All this is chronicled in Breath from Salt. Science writer Bijal Trivedi interrogates the complexities of treating any genetic disorder, with a masterful command of the details. In an era invested in the promise and, some argue, hype surrounding precision medicine, this is a success story and a reality check in one.
Trivedi traces the history of cystic fibrosis research. It starts with Dorothy Andersen — the chain-smoking pathologist who recognized the disease’s effects on the lungs and pancreas in the 1930s, gave it its name and developed the first diagnostic test. The story ends with present-day researchers who hope to use gene editing to treat and cure the disorder.
Along the way, Trivedi weaves in the personal accounts of affected families and scientists. Central to the story are Joe and Kathy O’Donnell, a Massachusetts couple who lost their son Joey to cystic fibrosis in 1986, when he was 12. His death rekindled their commitment to finding a cure. With wealth and connections at their disposal, they poured themselves into raising hundreds of millions of dollars to fund research. And they sat at their kitchen counter to write cheques from their own bank accounts to individual families struggling to care for children with the disease.
Cystic fibrosis is relatively well-known as rare genetic disorders go; Breath from Salt makes it clear why. The disease is most common in those of European descent, and those affected include prominent families who, like the O’Donnells, have extensive political and financial resources. Even so, it took staggering effort, dedication and perseverance to marshal these resources in the search for treatments.
The grief-worn families in Breath from Salt put their efforts and money into the Cystic Fibrosis Foundation, a charity based in Bethesda, Maryland, that has become a trailblazer in venture philanthropy. Business- and science-savvy, it actively directs research and drug development, and makes payouts to academics or companies when the research reaches milestones such as getting a candidate drug ready for animal testing, or succeeding in a clinical trial.
Genetic link
The foundation helped to fund research that discovered the genetic cause of the disease: mutations in the gene encoding the protein CFTR, which is key to transporting ions from salt across cell membranes, explaining the skin taste.
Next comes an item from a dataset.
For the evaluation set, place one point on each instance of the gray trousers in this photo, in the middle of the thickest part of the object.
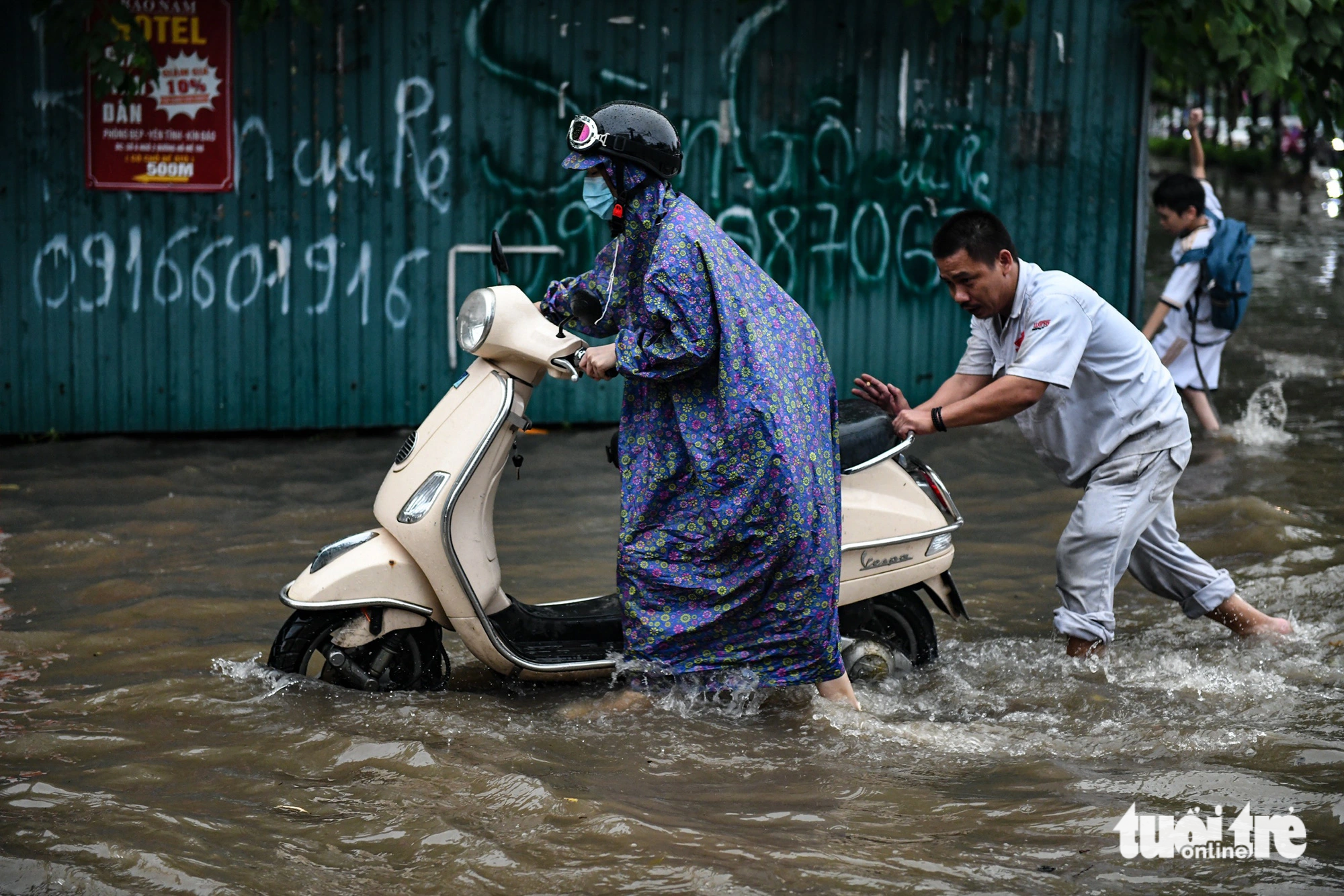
(1126, 521)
The charity pushed pharmaceutical companies to take on a daunting task: designing drugs to fix a broken protein and mend an ailing body. Despite widespread scepticism, Vertex Pharmaceuticals, now in Boston, Massachusetts, ultimately prevailed — largely because the Cystic Fibrosis Foundation could foot much of the bill.
Plenty has been written about cystic fibrosis over the years. But it is in the details of that struggle — from the relentless fundraising to the slow and uncertain medicinal chemistry needed to perfect an experimental drug — that Breath from Salt enlightens.
Trivedi chronicles the evolution of drug discovery and biomedical research as it moves towards individualized therapies, offering a realistic portrait of the meticulous processes involved. One crucial step, separating a sweat gland from skin, is “like extracting a transparent hair from a bowl of clear Jell-O”, she writes.
She also delves into the motivations of scientists, fundraisers and trial participants, and the emotional toll on all of them. “Can you guys hurry up?” a bereaved mother begs a Vertex executive at the funeral for one of her three children with cystic fibrosis. The same executive cries when he learns that his company’s first drug against cystic fibrosis has dramatically succeeded in clinical trials. That drug, ivacaftor, was approved in 2012.
There are controversies, including the eye-popping US$294,000 annual price tag that Vertex slapped on ivacaftor. The Cystic Fibrosis Foundation received royalties, and found itself accused of benefiting at the expense of families who had sacrificed to support it. By 2019, after decades of hard work, the foundation had developed targeted treatments for the vast majority of people with cystic fibrosis; none was a cure. It sold the rights to its royalties for $3.3 billion in 2014, making it the world’s richest charity focused on a specific disease. The foundation pledged to plough those funds back into research, supporting bold efforts to cure cystic fibrosis once and for all.
The tools for that might at last be available. In the decades since Joey O’Donnell died, it has become more common for companies to develop treatments for rare diseases. Many charities have adopted the Cystic Fibrosis Foundation model. Still, it is sobering to think of other genetic disorders that don’t receive the same attention — including sickle-cell disease, which affects mainly people of African descent, who are less likely to have access to financiers and politicians. Those children, too, deserve a formidable research rescue.